If your credit card company closes your account, you will likely not receive a warning or notification letting you know of the decision.

How can you track your credit card usage?

Use a third-party management platform such as To match to see all of your account details in one place.

Tally is an automated debt manager that can remind you to use your card regularly and help you pay off the remaining balance on your card as soon as you get it.

Apps like these help you manage your creditworthiness and debt so that you always know what to expect from your creditworthiness.

Speaking of apps, check out ours Top 10 Best Apps to Manage Your Personal Budget. When you use Tally in combination with a budgeting app, paying your bills on time and increasing your credit score becomes a breeze.

Should you close an unused credit card?

If you don’t use your card, you risk a closed account, a year-long credit dock, and no access to an emergency line of credit. Therefore, it is best to keep your card active through occasional use.

However, if you don’t use the card at all, should you close the account yourself before the credit company does this for you?

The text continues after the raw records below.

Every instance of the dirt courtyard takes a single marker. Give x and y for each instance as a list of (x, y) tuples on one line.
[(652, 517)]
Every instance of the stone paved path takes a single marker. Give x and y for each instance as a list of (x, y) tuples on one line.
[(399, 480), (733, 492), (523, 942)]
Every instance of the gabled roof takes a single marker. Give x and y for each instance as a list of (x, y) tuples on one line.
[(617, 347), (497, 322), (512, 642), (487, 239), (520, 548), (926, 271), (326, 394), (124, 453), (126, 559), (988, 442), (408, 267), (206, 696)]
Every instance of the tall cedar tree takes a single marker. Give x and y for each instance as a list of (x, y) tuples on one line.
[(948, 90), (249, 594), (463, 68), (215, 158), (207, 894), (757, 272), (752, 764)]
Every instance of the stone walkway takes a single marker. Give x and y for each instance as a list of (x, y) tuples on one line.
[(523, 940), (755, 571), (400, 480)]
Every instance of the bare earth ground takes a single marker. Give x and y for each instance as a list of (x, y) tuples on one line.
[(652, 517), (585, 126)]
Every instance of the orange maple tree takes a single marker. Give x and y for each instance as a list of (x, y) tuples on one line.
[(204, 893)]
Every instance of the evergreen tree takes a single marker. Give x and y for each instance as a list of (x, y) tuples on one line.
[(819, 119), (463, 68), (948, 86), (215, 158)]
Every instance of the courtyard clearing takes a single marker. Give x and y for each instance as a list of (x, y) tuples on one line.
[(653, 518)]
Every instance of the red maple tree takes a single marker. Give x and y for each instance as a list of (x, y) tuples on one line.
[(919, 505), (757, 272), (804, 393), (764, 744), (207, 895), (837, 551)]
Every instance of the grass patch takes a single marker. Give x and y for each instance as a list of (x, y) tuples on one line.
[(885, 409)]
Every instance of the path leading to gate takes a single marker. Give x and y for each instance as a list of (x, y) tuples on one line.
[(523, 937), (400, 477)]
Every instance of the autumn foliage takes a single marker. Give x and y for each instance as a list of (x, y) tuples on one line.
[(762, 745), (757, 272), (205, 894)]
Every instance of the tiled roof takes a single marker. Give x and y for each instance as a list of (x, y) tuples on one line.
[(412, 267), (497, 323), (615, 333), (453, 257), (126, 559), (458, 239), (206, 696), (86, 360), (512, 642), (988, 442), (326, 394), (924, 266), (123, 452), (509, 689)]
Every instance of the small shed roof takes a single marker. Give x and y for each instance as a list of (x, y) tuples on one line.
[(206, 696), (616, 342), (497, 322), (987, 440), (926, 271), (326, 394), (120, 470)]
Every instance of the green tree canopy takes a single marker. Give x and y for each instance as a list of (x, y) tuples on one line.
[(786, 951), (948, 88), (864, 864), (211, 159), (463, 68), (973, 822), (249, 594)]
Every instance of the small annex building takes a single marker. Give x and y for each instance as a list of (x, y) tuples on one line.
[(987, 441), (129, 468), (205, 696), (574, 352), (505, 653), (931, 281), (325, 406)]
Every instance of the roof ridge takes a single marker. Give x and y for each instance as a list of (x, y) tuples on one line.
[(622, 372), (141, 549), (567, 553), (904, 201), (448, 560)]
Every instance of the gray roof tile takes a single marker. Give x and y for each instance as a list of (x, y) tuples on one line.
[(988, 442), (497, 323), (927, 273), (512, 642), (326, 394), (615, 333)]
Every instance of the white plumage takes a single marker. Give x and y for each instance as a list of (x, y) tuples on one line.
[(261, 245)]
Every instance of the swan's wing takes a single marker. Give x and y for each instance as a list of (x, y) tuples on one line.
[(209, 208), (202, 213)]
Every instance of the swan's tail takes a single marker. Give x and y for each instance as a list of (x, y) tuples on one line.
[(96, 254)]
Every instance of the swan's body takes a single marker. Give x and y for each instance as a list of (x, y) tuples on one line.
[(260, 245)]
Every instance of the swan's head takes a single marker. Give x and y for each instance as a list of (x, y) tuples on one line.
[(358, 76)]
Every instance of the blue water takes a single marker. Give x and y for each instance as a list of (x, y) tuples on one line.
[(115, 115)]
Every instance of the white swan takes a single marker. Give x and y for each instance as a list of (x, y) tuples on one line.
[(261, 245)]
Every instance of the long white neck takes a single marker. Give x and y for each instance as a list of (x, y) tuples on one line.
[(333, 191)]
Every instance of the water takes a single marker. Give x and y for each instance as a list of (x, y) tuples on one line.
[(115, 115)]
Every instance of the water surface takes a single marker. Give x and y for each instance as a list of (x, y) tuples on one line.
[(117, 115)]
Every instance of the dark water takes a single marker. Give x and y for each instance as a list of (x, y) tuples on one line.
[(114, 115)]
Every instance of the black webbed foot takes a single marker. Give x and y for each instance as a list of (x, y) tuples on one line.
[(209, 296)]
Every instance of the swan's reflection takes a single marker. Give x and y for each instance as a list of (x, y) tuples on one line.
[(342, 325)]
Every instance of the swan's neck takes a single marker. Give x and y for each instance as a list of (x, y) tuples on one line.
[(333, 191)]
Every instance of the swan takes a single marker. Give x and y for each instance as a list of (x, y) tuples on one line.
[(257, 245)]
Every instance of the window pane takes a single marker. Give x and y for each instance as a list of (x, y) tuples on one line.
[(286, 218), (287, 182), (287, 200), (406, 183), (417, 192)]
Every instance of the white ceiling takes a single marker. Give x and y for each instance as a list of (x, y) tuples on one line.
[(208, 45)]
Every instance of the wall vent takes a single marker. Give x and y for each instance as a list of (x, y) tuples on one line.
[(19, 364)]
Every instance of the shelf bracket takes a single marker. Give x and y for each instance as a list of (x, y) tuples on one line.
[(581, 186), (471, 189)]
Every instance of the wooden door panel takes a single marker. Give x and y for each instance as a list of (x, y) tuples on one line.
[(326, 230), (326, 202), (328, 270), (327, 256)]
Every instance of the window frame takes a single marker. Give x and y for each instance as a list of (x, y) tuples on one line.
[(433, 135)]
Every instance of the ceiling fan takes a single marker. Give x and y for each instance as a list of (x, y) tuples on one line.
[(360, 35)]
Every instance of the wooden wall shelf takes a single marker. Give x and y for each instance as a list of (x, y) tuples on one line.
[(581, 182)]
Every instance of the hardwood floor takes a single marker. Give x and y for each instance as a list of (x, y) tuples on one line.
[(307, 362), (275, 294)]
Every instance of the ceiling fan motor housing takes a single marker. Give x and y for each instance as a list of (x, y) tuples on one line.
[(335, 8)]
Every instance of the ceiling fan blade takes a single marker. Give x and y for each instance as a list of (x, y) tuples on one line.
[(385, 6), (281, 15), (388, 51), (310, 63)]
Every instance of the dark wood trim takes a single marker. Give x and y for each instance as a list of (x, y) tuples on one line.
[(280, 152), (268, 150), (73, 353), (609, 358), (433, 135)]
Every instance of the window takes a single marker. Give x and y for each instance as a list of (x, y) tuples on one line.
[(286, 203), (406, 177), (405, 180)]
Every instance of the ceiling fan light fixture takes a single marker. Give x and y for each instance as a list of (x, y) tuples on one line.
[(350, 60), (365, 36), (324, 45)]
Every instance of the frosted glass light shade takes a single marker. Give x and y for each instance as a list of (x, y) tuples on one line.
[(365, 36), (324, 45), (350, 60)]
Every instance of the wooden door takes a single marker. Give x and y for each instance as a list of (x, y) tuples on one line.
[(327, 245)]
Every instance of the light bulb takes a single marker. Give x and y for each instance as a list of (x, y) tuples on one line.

The reality is that it will be difficult to close a credit card and not suffer a credit degradation.

Bank rate makes an argument why it is mostly better to keep your credit cards open. Very often, the penalties that affect your creditworthiness are not worth closing a card.

However, if your card has high annual fees, you might be ready to take the hit to save yourself some cash, but be careful with your choice.

According to Lexington Law“Most negative items will remain on your report for a maximum of seven years due to the provisions of the Fair Credit Reporting Act. Bankruptcy, on the other hand, can last up to 10 years or more in some cases. “

How To Use Your Credit Card To Improve Your Credit Score

How To Use Your Credit Card To Improve Your Credit Score

What should you do to build a healthy credit score when you cannot close the account and have no funds in the account?

1. Don’t carry debts on your credit card.

Get in the habit of making a purchase and paying off the card after each purchase to reduce the risk of your card issuer reporting a balance to the credit bureaus.

2. Keep your credit utilization below 10%

Based on the top rated consumers, a lower credit load is better. Functionally, this means that you shouldn’t spend more than 10% of your credit limit.

3. Use your credit card regularly

Use your card enough times to keep your account active. A great way to do this is to take some monthly expenses – like your cell phone or cable bill – straight to your credit card and then pay off the purchases immediately.

You can automate billing to both your utility and your credit card company.

4. Apply for a new credit card only if you absolutely need it

Prevent credit inquiries from dissolving your score and reduce the risk of increasing your access to credit by keeping your open credit card accounts to a minimum.

5. Do not close unused cards

Use the cards you have responsibly and use them for minimal purchases instead of closing them.

So what if you don’t use your credit card?

Ultimately, if you don’t use your credit card, you run the risk of causing catastrophic events that affect your creditworthiness and prevent you from getting approved for a mortgage, business loan, or even jobs.

Use the cards you have regularly and responsibly to maintain and build your credit score. Managing your accounts sounds harder than it actually is, and there are apps that make it a breeze.

If you’re looking to cut down on your credit card usage to reduce debt, check out these 67 handy tips how to save money fast so that you can pay off your debts quickly.